La dificultad de los jóvenes en acceder a una primera experiencia laboral es cada vez una traba más que importante para el desarrollo de la población juvenil en lo que a sus vidas se refiere. Es que en forma un tanto difícil de comprender se demanda mano de obra calificada, joven y con experiencia, entonces allí quedan excluidos quienes más pueden estar necesitando un trabajo o aquellos que están buscando, se encuentran capacitados pero no disponen de la experiencia requerida.
Es así que muchos jóvenes ven complicada su situación socio laboral y económica. ¿Cómo tener experiencia si no te dan la posibilidad de tenerla?
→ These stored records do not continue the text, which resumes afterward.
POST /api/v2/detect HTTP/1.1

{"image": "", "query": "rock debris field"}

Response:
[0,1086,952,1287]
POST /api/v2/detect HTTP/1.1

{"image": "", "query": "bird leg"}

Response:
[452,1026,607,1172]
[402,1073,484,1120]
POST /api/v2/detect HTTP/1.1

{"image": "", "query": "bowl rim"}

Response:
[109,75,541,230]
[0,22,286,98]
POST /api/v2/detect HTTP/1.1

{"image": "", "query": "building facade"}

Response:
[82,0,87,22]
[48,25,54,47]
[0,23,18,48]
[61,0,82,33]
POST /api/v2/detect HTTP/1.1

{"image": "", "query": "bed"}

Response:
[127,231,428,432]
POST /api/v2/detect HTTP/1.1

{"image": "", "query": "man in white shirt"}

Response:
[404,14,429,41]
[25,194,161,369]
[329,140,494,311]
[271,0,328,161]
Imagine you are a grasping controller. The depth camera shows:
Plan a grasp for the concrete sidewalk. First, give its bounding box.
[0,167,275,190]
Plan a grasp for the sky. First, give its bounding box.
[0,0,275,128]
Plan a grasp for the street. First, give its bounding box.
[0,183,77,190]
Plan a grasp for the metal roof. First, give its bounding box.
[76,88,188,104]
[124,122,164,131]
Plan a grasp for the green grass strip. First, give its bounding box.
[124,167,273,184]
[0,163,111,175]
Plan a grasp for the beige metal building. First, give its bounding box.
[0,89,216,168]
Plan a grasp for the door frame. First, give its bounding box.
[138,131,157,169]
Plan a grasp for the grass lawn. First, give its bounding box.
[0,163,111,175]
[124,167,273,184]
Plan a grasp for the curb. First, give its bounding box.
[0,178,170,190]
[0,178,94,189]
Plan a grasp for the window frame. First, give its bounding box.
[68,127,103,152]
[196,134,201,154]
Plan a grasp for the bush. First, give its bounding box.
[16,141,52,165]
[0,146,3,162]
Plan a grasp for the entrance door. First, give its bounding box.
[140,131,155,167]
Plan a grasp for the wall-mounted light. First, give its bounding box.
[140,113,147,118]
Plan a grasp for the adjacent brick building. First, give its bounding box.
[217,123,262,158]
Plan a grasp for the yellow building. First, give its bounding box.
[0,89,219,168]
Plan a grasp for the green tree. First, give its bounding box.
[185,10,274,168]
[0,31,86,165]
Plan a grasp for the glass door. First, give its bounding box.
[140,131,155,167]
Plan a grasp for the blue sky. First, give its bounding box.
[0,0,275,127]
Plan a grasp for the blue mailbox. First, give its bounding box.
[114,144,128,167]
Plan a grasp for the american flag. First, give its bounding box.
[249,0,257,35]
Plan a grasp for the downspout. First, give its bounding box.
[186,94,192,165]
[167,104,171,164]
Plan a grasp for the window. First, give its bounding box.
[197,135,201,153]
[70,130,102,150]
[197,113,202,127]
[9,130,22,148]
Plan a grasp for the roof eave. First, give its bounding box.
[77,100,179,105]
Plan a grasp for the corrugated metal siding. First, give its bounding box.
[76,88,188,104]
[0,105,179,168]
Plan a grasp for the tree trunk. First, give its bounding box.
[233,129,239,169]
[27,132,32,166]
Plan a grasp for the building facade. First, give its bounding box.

Pues lamentablemente se debe apelar a la creatividad, los amigos, la suerte, en fin a cosas que no tendrían que ser de esa forma pero lo es.
Más allá de esta realidad los gobiernos apuntan a programas y proyectos que incentiven a las empresas a contratar jóvenes así como ofrecer becas para primeras experiencias de trabajo. También los acuerdos y convenios con universidades y centros educativos públicos y privados son desarrollados a fin de brindar más posibilidades a los jóvenes.
La experiencia es un valor que se toma demasiado en cuenta en mi opinión, si bien es valorable termina siendo un prejuicio que como todo preconcepto termina más limitando que habilitando, más excluyendo que incluyendo y esto nunca puede ser bueno para nada ni nadie. Pueden tenerse 20 años de experiencia y no haber aprendido nada o ser un inútil y puede no tenerse experiencia pero ser muy hábil para aprender rápidamente y desempeñarse muy bien. Esto va a depender de la ocupación, profesión o tarea pero pienso que este pensamiento es válido de todas formas, al menos se lo debería tener más en cuenta.